The paucity of tarrying with the more profound aspects of this magical world is the major issue that leaves me feeling slightly off about the book. I recognize that this is in part a result of my reading it while very aware of my own desires for a certain style of literary intervention. As such I felt that my hopes and desires took away from some of my pleasure in reading the book. At certain plot or narrative points I just awaited some sort of deeper exposition into the nature of belief, worship, offerings, fate, etc. that while sometimes raised were never dealt with in great detail.
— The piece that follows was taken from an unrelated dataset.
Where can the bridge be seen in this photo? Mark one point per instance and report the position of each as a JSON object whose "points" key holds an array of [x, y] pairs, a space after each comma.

What do I mean? Well ideally I could reference some of the conference papers that I heard at the 2009 NEMLA Conference in Boston, but I cannot. Putting it into a few short sentences, however, I’d say that the deeper edification possible for the reader within the book is just weak. Partially it is because Shadow, who clearly is special but we don’t know why until he is revealed to be the son of Odin-Allfather and thus a half-god, doesn’t represent an Everyman character by any stretch of the imagination. His initial struggle is in coming to terms with the death of his cheating wife (who then comes back to life as a progressively rotting corpse and functions as a Deus Ex-Machina at times so convenient to the continuation of the story as to be unbelievable even in a fantastical world) then learning submission to the wishes for his for-most-of-the-book unknown father, then coming to accept the magical as something that nearly everyone but himself cannot recognize but surely exists. Not that these are enough, per se, to take away from my enjoyment. I guess what I was missing was more along the lines of an individual that felt himself in more awe of the world around him and which could thus create reflections akin to those in a non-fiction work like The Power of Myth, The Hero with a Thousand Faces, Myths to Live By or other works by Joseph Campbell. Having read all of these books shortly after Sandman I thought them wonderful compliments and feel that a story like Gaiman’s would have been made better for such reflections.
The second issue that I had with the book is the now dated nature of some of the new God characters. Media and technology are singular. As the struggles to maintain readership/viewership via traditional media outlets over the past 15 years have shown, this is no longer the case. Additionally, some of the descriptions of the gods are somewhat insulting, stereotypes at the time. This itself doesn’t bother me too much – Gods are after all often the human pinnacle of certain human qualities made divine – however in today’s landscape they appear somewhat dated. I’m sure that this won’t be an issue in the TV adaptation, but it was a minor burr when reading. All in all I did enjoy the book, even if I did find Shadow’s internal struggle to drag at times and at some points to be unrealistic.